Hello everyone,
As I'm nearing the end of my restoration, all sort of problems spring out of nowhere...
What role does the clip in the middle have (19-15-4 in the exploded picture)? does it stop the shaft from sliding? Do I risk life and limb by not having it? It's missing. If it is a problem, is there anywhere I can find it?
Thanks!
That’s as far I recall a ground reinforcement. Was replaced on mid 68 or 69 for the wire and staples setup
Now that you've added the picture... that isn't a clip, that is the two plastic/nylon injection spots that shear and allow the column shaft to collapse into it's hollow section when you hit the steering wheel.
Made to shear upon impact allowing the shaft to be collapsible if needed. If your shaft is still fixed, not sliding, it's okay.
The ground clip pointed out was replaced in mid 67, not 68 or 69 as I thought.
Noted on first paragraph and on fig 2 on second page of the bulletin
(https://www.hamtramck-historical.com/images/staple/D67-19-4%20p1-670px.jpg)
(https://www.hamtramck-historical.com/images/staple/D67-19-4%20p2-670px.jpg)
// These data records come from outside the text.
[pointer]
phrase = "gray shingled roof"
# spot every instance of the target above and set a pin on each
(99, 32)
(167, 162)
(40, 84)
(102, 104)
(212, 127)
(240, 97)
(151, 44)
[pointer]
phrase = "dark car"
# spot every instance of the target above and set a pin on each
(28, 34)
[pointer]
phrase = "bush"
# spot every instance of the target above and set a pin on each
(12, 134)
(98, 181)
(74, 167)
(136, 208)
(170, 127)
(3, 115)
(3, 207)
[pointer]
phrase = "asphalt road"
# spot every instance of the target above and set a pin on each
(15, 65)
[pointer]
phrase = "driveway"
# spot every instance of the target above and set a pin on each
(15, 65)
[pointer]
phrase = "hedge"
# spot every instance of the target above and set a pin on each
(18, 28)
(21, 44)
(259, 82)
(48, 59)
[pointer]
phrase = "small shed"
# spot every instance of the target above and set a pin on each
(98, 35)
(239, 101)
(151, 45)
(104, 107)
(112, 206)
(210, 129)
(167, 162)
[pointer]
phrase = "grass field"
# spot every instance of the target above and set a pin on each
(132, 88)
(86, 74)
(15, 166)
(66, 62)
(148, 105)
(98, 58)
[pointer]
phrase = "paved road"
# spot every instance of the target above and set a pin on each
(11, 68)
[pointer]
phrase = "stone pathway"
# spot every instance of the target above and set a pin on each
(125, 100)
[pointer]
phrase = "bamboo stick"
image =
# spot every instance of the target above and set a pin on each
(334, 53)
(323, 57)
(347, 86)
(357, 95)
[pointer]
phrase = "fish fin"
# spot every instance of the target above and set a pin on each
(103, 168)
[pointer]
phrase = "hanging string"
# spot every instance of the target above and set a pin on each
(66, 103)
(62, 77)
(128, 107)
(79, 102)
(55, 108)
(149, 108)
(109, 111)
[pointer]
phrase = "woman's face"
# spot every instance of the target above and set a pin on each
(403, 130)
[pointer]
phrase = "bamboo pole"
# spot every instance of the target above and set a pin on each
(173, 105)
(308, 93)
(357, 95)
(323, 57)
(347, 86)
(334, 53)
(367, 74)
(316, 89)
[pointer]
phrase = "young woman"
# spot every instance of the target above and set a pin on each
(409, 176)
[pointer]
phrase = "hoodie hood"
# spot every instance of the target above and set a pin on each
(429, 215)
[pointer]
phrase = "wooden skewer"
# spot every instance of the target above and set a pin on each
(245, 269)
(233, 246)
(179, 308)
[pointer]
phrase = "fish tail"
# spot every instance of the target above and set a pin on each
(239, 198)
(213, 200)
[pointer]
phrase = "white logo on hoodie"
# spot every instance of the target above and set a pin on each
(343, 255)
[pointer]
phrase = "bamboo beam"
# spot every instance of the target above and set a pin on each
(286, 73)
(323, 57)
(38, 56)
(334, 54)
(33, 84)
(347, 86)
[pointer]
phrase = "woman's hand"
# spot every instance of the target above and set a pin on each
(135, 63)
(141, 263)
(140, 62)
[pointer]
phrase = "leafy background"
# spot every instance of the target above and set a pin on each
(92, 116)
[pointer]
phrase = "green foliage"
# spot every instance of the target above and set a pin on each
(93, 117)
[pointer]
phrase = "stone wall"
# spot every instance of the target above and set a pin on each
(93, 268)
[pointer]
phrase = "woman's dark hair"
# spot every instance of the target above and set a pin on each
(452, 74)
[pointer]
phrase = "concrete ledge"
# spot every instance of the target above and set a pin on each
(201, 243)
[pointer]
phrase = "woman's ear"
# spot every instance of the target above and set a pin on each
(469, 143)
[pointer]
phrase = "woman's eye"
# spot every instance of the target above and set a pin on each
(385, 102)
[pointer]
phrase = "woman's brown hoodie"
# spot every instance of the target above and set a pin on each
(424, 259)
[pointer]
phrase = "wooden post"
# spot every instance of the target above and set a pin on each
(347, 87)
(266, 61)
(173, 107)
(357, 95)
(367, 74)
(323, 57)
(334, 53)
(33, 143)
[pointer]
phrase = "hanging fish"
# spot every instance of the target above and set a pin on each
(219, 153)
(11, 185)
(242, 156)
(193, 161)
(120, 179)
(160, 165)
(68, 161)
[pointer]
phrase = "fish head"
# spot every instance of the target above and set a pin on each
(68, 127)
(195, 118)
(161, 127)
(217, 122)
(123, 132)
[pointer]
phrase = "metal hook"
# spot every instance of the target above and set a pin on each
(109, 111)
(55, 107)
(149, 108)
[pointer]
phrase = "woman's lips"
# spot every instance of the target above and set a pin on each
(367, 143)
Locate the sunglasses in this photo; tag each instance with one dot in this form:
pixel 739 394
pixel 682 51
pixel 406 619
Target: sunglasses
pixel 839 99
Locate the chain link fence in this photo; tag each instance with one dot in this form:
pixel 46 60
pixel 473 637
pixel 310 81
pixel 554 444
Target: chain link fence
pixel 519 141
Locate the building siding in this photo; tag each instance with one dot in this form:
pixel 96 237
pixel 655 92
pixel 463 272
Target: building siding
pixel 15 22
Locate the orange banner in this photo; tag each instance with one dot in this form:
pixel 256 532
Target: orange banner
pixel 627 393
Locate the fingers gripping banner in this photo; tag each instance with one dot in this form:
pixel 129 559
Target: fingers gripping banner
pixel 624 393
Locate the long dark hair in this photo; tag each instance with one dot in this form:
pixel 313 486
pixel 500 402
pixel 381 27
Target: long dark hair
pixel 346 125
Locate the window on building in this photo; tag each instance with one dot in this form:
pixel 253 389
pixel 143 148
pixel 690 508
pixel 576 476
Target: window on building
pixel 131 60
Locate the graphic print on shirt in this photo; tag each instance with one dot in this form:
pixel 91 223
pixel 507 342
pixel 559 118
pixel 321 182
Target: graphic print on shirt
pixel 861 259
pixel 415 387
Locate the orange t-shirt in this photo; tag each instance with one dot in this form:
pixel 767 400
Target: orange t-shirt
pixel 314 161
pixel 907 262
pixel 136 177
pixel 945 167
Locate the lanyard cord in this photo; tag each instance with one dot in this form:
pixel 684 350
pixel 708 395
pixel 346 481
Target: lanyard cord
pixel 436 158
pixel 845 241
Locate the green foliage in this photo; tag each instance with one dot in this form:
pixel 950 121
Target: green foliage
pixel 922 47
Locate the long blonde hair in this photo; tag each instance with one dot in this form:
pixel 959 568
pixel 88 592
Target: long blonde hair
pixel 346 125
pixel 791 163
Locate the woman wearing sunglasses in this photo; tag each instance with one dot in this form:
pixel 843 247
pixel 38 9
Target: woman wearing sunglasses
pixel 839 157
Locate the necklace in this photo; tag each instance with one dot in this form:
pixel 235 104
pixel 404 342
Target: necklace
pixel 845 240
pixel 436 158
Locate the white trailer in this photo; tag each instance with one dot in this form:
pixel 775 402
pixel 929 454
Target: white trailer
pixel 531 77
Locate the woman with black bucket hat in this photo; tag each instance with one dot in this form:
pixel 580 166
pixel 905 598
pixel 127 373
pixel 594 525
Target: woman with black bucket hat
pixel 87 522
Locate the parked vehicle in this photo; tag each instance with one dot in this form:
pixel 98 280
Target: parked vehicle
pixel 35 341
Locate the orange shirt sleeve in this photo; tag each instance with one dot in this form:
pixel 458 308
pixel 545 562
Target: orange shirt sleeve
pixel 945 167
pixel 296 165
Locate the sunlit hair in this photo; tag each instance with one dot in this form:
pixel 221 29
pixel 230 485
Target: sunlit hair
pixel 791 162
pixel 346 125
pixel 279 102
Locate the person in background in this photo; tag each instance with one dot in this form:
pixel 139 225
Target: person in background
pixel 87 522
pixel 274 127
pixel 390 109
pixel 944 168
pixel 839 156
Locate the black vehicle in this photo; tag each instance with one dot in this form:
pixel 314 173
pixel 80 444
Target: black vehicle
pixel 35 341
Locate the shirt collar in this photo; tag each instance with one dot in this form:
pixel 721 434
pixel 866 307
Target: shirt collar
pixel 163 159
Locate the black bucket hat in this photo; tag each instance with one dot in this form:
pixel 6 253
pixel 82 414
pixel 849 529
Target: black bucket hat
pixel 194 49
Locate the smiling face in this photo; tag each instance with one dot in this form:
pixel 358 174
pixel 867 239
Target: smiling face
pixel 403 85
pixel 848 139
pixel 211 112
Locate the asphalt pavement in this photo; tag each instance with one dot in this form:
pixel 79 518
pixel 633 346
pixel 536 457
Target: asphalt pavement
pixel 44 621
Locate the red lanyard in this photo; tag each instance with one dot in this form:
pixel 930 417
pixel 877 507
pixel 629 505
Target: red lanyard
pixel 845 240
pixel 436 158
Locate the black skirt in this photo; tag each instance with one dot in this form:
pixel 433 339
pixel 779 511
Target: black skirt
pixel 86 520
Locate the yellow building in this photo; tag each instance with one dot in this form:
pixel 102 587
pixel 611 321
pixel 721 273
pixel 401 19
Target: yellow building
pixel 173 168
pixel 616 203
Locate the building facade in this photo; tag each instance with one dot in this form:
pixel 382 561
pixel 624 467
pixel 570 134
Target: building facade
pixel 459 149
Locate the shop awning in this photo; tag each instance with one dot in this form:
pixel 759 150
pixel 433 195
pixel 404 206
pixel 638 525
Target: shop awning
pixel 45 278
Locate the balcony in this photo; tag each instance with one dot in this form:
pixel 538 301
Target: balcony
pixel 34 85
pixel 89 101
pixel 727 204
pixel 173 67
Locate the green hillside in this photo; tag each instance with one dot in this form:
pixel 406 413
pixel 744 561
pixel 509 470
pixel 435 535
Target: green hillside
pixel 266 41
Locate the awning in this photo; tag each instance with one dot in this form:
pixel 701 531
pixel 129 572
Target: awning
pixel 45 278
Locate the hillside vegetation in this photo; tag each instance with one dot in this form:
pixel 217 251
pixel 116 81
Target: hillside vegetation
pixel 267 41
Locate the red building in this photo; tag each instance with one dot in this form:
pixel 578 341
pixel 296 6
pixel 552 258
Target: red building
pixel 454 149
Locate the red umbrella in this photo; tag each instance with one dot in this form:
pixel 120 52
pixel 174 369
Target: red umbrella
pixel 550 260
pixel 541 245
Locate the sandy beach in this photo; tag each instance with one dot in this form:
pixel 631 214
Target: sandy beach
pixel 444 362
At one time the factory offered a kit to repair the sheared plastic inserts, just an adhesive to keep the lower shaft from working its way out of the pot-joint. From my experience, even the sheared inserts have enough sliding resistance to prevent that.
Ive had dozens of columns apart and never seen any kind of clip there .
I didn't see a clip either when I did my resto
http://www.dodgecharger.com/forum/index.php?topic=5404.0
http://www.dodgecharger.com/forum/index.php/topic,43930.0/all.html
1967 was the last year for the clip, per we can read on bulletin
"CARS BUILT AFTER MARCH 15 1967 WILL HAVE THIS CHANGE INCORPORATED IN THEM" (Staples and wire replacing the clip )
This forum is a gold mine!
Thanks guys, this helps me a lot! I think I'll mix some poxipol (sort of plastic welding in 2 tubes that combine exothermically and set into a kind of plastic that hold things together), and put it in the two holes. Hope it will prevent the shaft from telescoping out of the steering box, yet be brittle enough so that it breaks if God forbid the column has to collapse.
Never would I have found the answer just googling around...
There is an OLD THREAD ( dunno if here or on our old board ) where a buddy ( nickname RD ) made an experiment using several compounds ( plastics and epoxies ) and using a dinamometer to check resistance up to break it. The hardest part was to get all the holes and gaps correctly filled.
I think the best result was obtained using the silicone heating gun, BUT would require get heated the shafts too, because silicone gets cold as soon leaves the gun and gets in touch with the shafts.